Monday, July 12, 2004

Hail, Hail Freedonia

You say you want all the Marx Brothers movies on DVD (not counting LOVE HAPPY)? You like the recent WB release of their MGM/RKO pictures but now you want the earlier, crazier Paramount Movies? Well, what have we here...

The Marx Brothers Silver Screen Collection

No announcement yet on what the bonus materials will be. I have to admit I'm not crazy about the new vogue for having a bunch of movies in one set with all the bonus materials on the last disc; this was obviously started by the Indiana Jones box, but really, when I'm watching a movie I usually want the special features specific to that movie to be on the same disc. Minor point, of course.

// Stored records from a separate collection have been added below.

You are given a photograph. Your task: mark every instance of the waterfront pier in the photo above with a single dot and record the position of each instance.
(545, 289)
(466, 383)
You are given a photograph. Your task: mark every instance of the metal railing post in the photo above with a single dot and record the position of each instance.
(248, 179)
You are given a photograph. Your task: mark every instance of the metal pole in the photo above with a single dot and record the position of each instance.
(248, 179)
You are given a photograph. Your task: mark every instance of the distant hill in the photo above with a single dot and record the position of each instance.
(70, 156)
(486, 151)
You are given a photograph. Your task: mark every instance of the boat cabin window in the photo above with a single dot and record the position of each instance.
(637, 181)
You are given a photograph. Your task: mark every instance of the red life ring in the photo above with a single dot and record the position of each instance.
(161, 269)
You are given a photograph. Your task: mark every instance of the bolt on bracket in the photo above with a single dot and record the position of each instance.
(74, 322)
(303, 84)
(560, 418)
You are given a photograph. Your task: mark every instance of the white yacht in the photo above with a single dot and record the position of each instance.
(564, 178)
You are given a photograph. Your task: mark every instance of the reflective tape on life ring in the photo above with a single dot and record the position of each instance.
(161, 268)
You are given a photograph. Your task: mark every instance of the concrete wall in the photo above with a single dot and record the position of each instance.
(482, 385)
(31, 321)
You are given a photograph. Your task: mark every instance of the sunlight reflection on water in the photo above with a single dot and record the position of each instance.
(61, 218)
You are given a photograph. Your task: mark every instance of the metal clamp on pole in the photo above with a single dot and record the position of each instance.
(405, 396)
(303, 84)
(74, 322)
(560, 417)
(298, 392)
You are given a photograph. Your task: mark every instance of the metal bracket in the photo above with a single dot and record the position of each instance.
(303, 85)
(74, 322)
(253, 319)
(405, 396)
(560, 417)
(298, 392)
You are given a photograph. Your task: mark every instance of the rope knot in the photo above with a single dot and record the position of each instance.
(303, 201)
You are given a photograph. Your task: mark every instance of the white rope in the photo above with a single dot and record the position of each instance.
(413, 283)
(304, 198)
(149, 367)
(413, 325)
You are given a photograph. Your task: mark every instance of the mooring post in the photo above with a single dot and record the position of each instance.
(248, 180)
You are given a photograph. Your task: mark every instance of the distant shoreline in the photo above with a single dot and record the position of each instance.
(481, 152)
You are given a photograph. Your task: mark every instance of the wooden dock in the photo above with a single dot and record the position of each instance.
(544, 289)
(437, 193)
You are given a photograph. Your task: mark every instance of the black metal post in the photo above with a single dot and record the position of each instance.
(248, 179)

I wouldn't expect much from the transfers; these movies are not in good shape, and the original negatives are, I believe, gone. There's little chance of getting back the bits that were cut from Animal Crackers on reissue due to the Production Code (Groucho's sung line "I think I'll try to make her," gone forever), or the frames that are missing from every battered print of Horse Feathers (not due to the Production Code, just a badly-preserved film). But the films are the thing, especially Monkey Business, Horse Feathers, and Duck Soup. These movies are not only the wildest Marx movies, they're the most cinematic; unlike the first two movies, which were adapted from the stage, or the MGM movies, where the routines were often tried out on stage in front of an audience, these three movies have relatively short routines that actually seem to be delivered for the camera rather than an unseen audience. Groucho's trademark pauses are not as long as usual, for example.

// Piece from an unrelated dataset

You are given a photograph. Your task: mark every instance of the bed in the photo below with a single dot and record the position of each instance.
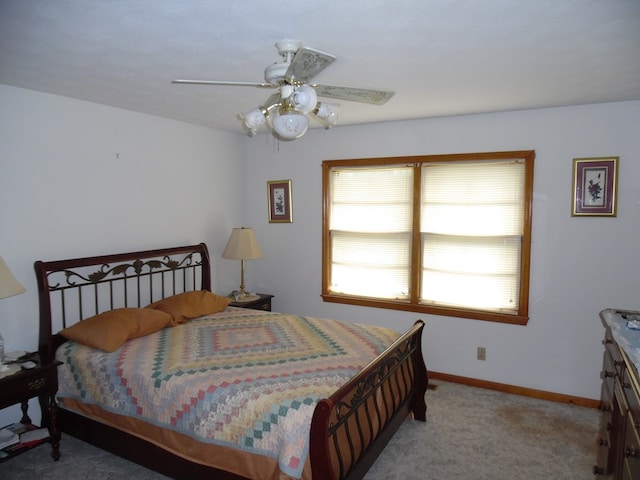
(345, 406)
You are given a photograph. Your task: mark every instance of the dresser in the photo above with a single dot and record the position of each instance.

Addendum: Turns out that on the same day as the Marx Brothers collection, Universal (which owns the Paramount catalogue, just as WB owns the MGM films and MGM owns the films of United Artists... confusing, no?) will release The W.C. Fields Comedy Collection, with five of his movies for Paramount or Universal: International House, It's a Gift, The Bank Dick, My Little Chickadee (with Mae West), and You Can't Cheat an Honest Man. I'm not quite as big a Fieldsian as I am a Marxian, but nevertheless, this collection is great news for those of us who agree with the adage that anyone who hates small kids and dogs can't be all bad. (And the scenes with the blind man in Its a Gift prove that the South Park generation didn't invent the comedy of really bad taste.)